Benefits and Coverage
Medicare Advantage plans cover benefits offered under the Original Medicare – be it for medical care or hospital care. So, any benefit that you qualify for under the Original Medicare (Parts A and B) will be covered by the Medicare Advantage plan.
But Medicare Advantage plans offer extra benefits. Depending on your location, you may receive additional coverage. For instance, Medicare Advantage plans in Texas may offer some extra benefits, which may or may not be available in California or any other state.
These extra benefits can be routine visits for dental, hearing, and vision care. Some plans may also offer an allowance or monthly funds for over-the-counter items, transportation charges, or even fitness memberships in facilities included in the plan’s network.

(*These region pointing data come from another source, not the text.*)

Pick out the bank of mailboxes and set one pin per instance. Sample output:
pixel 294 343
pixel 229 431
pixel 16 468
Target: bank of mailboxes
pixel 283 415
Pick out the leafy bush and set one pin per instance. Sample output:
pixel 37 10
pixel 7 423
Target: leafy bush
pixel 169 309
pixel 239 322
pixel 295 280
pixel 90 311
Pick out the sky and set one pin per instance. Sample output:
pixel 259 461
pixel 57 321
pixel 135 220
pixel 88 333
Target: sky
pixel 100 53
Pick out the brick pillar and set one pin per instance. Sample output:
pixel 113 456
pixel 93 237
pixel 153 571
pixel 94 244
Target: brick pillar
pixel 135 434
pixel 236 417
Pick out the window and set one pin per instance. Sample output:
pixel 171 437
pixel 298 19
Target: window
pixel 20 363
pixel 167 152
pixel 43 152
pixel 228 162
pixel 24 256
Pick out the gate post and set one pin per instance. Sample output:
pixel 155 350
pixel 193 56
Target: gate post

Most if not all Medicare Advantage plans to cover the cost of prescription drugs.
Eligibility
Anyone who is already enrolled in Medicare plans A and B is eligible to apply for Medicare Advantage plans. You also need to live in the service area where your plan is offered. An only exception is a person diagnosed with end-stage renal disease. Even then you may choose to enroll in a different type of Medicare Advantage plan called the Special Needs Plan. Your insurance provider may help you with it.
Premium and Other Costs
You need to pay an additional premium for your Medicare Advantage plan in addition to your plan B premium.
These plans also come with an out-of-pocket limit, which you will need to pay before you will be covered by your insurance. The out-of-pocket amount or limit is reset on a year to year basis.
Original Medicare doesn’t have an out-of-pocket limit. So, you may need to pay 20% (more or less) of the bills, unlike Medicare Advantage where you will only pay the out-of-pocket limit amount. Such a benefit can be very significant especially if the hospital or medical bills run into large amounts; say $40,000 or more.
Medicare Advantage plans come with co-payments, which is a percentage of the amount you pay and the rest is paid by the plan. It is usually a fixed amount, which helps you plan the expenses beforehand. For instance, you will know if your co-payment amount is $10 or $20 for a specific benefit or treatment. Such an option is not available in plan B where you have co-insurance.
Co-insurance is a fixed percentage. So, you will need to pay 10% or 20% on a certain bill. So, it is difficult to calculate it beforehand as you won’t know the bill amount until it is handed to you after the treatment is complete.
Networks
Medicare Advantage plans come with networks offering different types of coverage such as HMOs (Health Maintenance Organization), PPOs (Preferred Provider Organization). You need to choose the providers under your plan to accrue maximum benefits. If you choose a provider, not in your network then you may need to pay an additional fee or even pay the entire amount from your own pocket.
Other plans are POS (Point of Service), SNPs (Special Needs Plans), PFFS (Private Fee-for-Service), and MSA (Medical Savings Account). All these plans come with their own set of coverage, payment options, and other restrictions.
Switching Plans
One big benefit of Medicare Advantage is that you can switch from your plan if you are not happy with it. The Medicare Advantage Disenrollment Period runs from 1st January to 14th February. You can utilize this period to switch from a Medicare Advantage plan to the original Medicare. You can also choose a standalone prescription drug plan under Medicare when switching your plans. But you won’t be able to choose another Medicare Advantage plan in lieu of your existing plan during this disenrollment period.During the open enrollment period (15th October to 7 December), you can switch your Medicare Advantage plans. You can even switch the plans during the 7-month period of your initial enrollment period (starting 3 months prior to a person turning 65).